Another key issue is the future for the borough’s two hospitals, particularly Soldotna’s Central Peninsula Hospital. Over the years, the question of whether to privatize the hospital or seek a private partner to operate it has come up multiple times, most notably in 2010, when the assembly rejected an ordinance to form a joint venture with Texas firm LHP Hospital Group.
Both Bagley and Hutchings strongly said they would oppose privatizing the hospital, though the decision is ultimately in the hands of the borough assembly. Hutchings said she has served on task forces on health care under three different administrations and has a long history with the hospital — her parents, homesteaders Jack and Dolly Farnsworth, were instrumental in its founding — and said she’s happy to see its services expanded and financially efficient compared to other hospitals in Alaska.
“You can’t ask for better services than that,” she said. “…I think you guys should all be extremely proud of what we have and I would never look at selling it.”
Pierce took a slightly different line, saying he wasn’t interested in selling the hospital until it was no longer profitable.
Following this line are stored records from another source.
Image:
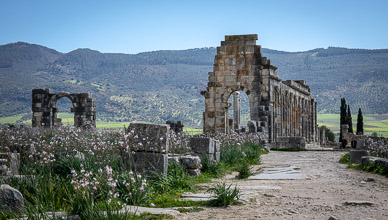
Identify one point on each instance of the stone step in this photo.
(3, 162)
(4, 171)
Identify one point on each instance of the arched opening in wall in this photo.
(239, 110)
(64, 116)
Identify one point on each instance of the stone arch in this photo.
(44, 111)
(237, 67)
(53, 105)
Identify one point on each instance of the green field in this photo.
(11, 119)
(372, 123)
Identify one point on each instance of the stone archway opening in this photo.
(44, 108)
(63, 115)
(238, 111)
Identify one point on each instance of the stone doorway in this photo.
(64, 115)
(44, 110)
(238, 111)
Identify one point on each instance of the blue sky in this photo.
(138, 26)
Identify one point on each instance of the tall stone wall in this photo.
(44, 111)
(277, 108)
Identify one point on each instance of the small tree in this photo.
(360, 123)
(349, 120)
(329, 134)
(343, 116)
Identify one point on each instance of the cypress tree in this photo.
(360, 122)
(349, 120)
(342, 116)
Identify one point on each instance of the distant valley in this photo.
(165, 85)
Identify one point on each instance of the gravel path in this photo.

Pierce, who served on the assembly from 2008–2014 and was present for the debate over the joint venture, sponsored the ordinance to form the joint venture.
“Keep in mind that the hospital is paying the debt service today,” he said. ‘If the hospital ever gets into a position where they’re not able to pay the debt service on the debt, I think each of us ought to have an intelligent conversation about that and make some decisions as to whether we wish to pay more taxes on the hospital… or if we choose to sell it.”
Voters will decide the next mayor at the Oct. 3 regular election.